Vereniging van Energienetbeheerders Nederland
Utrechtseweg 310 6812 AR Arnhem Postbus 1156
6801 BD Arnhem Telefoon 026-356 95 00 Fax 026-442 83 20
secretariaat@netbeheernederland.nl www.netbeheernederland.nl
ABN-AMRO 61.30.01.036 KvK Arnhem 09175117
Aan de Raad van Bestuur van de NMa
t.a.v. de directie Regulering Energie en Vervoer Postbus 16326
2500 BH DEN HAAG
Ons kenmerk
BR-12-799
Behandeld door
Jan Hoogstraaten
Telefoon
026-356 94 10
jhoogstraaten@netbeheernederland.nl
Datum
16 januari 2013
Onderwerp
Ontwerp methodebesluiten 2014 e.v.
Aan de directie Regulering Energie en Vervoer,
De NMa legt op dit moment de laatste hand aan de ontwerp methodebesluiten voor de landelijke en regionale netbeheerders voor de jaren 2014 en volgende. Ter voorbereiding hierop is in de loop van 2012 overleg geweest met zowel vertegenwoordigers van netbeheerders als met vertegenwoordigers van representatieve klantenorganisaties. Allereerst willen de gezamenlijke netbeheerders u
complimenteren met de wijze waarop open van gedachten is gewisseld over de verschillende aspecten van de reguleringsmethodiek. Dit heeft ongetwijfeld geleid tot nader wederzijds inzicht en begrip dienaangaande.

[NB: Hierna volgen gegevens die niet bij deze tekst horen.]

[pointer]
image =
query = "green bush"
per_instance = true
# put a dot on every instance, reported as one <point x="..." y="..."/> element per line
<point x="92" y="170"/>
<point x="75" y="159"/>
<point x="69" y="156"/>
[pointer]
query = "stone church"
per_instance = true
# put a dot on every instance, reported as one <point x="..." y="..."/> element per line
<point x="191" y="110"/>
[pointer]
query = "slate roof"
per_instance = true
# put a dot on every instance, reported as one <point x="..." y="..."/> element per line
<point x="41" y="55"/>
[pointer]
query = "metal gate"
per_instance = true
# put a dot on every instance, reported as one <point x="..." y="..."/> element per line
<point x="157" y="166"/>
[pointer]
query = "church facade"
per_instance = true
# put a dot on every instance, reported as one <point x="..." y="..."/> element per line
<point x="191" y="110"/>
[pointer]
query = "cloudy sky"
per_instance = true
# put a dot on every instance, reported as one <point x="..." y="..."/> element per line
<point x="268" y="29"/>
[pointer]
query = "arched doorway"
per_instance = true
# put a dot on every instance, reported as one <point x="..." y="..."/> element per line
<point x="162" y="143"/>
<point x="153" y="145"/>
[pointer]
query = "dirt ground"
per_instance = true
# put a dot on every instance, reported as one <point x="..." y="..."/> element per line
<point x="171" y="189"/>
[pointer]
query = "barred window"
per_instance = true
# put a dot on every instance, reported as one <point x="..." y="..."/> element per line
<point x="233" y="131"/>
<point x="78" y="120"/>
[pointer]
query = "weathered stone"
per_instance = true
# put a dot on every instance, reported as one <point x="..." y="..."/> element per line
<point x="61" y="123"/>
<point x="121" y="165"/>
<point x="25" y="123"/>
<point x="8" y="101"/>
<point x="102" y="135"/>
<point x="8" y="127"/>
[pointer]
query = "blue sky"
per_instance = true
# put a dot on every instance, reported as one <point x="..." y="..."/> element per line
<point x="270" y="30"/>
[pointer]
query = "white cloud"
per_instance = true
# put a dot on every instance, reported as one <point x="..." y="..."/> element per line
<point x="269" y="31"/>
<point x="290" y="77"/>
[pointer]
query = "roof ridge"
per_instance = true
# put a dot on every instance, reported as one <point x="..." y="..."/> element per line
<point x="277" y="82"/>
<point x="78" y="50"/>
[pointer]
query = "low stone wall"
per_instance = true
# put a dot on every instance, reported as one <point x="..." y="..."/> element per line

Onverlet de in de voorbereidende klankbord- en expertgroepen naar voren gebrachte kanttekeningen en reacties, stellen wij er prijs op u via deze weg op hoofdlijnen in kennis te stellen van onze
belangrijkste zorgpunten. Zij komen hierna aan de orde, waarbij nadere detaillering wordt gegeven in de bijlage bij dit schrijven. In algemene termen vragen wij u in de methodebesluiten zowel in formele zin als qua intentie aan te sluiten bij de wetgeving ten aanzien van de doelstellingen duurzaamheid en betrouwbaarheid van de energievoorziening. Hieraan wordt verder vorm gegeven in de thans
voorliggende Verzamelwet (STROOM I) waarbij het redelijk rendement voor aandeelhouders en de vorming van een gunstig investeringsklimaat wettelijk worden verankerd.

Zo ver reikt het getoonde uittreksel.